Friday , 26 April 2024

Tehran stock market could remain strong despite Iran’s economic downturn

Al-Monitor – The benchmark Tehran Stock Exchange index managed to break above its all-time highs just before the Iranian fiscal year ended March 19. The annual total return reached a whopping 187%, registering the highest annual growth in the exchange’s existence. Interestingly, the equal-weighted index, the barometer applied to measure the performance of micro-size listed companies, rocketed up during the same period by 437%. This all occurred at the same time that the activity of firms faced macroeconomic risks due to major setbacks facing the overall Iranian economy.

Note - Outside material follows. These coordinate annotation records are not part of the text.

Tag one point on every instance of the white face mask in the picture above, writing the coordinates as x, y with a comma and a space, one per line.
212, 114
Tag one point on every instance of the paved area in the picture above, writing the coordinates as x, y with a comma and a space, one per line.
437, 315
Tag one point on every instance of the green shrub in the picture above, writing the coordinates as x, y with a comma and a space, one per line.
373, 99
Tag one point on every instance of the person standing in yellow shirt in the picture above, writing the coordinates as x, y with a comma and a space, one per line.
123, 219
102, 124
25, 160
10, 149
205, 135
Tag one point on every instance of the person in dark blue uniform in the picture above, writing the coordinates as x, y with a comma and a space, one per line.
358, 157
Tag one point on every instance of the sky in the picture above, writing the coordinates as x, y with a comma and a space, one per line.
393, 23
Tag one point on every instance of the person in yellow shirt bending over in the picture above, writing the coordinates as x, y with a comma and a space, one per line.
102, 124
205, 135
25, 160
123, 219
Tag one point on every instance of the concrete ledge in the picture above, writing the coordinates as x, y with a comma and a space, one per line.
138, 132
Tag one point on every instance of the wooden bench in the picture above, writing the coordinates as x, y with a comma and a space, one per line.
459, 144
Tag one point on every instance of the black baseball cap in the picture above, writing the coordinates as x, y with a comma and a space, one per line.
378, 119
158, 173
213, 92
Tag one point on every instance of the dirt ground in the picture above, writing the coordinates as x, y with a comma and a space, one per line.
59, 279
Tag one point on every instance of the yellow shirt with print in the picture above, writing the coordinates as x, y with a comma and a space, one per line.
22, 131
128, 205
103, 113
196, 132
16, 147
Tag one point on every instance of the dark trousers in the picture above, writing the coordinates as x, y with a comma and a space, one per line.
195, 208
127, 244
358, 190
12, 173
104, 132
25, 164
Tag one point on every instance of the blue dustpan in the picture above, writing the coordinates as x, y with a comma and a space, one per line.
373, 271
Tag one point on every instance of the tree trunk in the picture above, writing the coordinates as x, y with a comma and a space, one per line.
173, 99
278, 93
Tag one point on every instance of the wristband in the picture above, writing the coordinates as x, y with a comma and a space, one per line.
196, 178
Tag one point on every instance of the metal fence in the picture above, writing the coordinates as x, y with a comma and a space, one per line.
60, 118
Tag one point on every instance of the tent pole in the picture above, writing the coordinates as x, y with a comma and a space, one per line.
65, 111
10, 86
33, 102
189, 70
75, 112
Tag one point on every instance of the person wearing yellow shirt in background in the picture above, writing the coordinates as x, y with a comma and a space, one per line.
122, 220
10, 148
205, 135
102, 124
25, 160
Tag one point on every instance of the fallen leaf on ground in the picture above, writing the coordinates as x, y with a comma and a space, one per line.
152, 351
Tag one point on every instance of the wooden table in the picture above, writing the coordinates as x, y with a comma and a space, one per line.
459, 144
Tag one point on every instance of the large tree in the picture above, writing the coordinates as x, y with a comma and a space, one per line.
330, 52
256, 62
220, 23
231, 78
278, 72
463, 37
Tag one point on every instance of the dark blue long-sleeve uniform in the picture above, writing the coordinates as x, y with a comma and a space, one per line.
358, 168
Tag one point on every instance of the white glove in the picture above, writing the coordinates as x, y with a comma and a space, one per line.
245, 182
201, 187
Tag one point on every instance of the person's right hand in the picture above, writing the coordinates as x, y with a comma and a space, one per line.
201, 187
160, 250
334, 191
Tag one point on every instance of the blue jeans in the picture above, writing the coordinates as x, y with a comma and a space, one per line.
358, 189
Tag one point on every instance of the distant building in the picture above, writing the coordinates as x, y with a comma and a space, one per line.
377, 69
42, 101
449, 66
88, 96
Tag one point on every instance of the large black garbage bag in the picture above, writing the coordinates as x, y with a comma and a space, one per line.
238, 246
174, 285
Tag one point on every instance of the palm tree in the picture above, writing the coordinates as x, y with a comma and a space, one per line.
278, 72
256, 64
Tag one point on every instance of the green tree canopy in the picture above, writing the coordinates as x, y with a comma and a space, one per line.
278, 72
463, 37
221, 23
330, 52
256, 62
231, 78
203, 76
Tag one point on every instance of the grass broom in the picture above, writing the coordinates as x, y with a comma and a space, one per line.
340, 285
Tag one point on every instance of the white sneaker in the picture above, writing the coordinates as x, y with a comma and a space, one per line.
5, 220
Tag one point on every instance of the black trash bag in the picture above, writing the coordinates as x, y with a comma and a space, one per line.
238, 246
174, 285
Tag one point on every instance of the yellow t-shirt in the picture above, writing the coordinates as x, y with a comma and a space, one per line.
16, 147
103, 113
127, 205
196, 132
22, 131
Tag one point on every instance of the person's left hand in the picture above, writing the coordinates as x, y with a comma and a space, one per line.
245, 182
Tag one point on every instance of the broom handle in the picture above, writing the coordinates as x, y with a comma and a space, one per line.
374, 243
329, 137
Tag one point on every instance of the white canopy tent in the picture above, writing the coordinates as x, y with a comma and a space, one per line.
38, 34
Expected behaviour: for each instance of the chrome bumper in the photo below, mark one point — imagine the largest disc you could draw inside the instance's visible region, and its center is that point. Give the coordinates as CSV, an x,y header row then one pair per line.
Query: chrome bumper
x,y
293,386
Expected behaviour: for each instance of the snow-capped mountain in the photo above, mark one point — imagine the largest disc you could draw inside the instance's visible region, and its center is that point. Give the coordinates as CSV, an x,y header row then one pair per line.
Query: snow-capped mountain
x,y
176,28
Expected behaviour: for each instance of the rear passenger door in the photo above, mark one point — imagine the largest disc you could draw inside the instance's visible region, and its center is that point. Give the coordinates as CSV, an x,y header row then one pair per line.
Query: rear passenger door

The TSE’s trend is set to continue in the current fiscal year despite the downward effects of the coronavirus outbreak. However, the stock market may not enjoy the luxury of climbing as much.

While this record performance may seem at odds with the country’s dire economic situation — they are in fact somewhat related, as a budget deficit pushes the government to print money and this causes the liquidity to grow more rapidly. 

A key factor behind a prediction that the benchmark is poised to increase again this year is the government’s staggering budget deficit in the current financial year. Although the budget has not been approved yet, it is expected to experience a deficit of at least 1.31 trillion rials, or $9.5 billion at the NIMA rate, an online exchange rate platform run by the Central Bank of Iran. What is obvious is that the government won’t be able to collect much of its budgeted income, including tax revenues, under the current circumstances of the Iranian economy.

Meanwhile, the volume and value of Iran’s oil sales have fallen sharply due to US sanctions and the coronavirus crisis. Therefore, the government has no alternative but to resort to measures such as increasing the monetary base to offset the deficit, leading to a spike in inflation. And while this is unfortunate for Iran’s weak economy, it prepares the ground for stock prices to climb yet more. Since even if the volume of sales might tend to decrease, inflationary pressures would make up for the loss as they sell the same product in higher prices. Consequently, the net income margin would stay in the green thanks to a rise in consumer price index. 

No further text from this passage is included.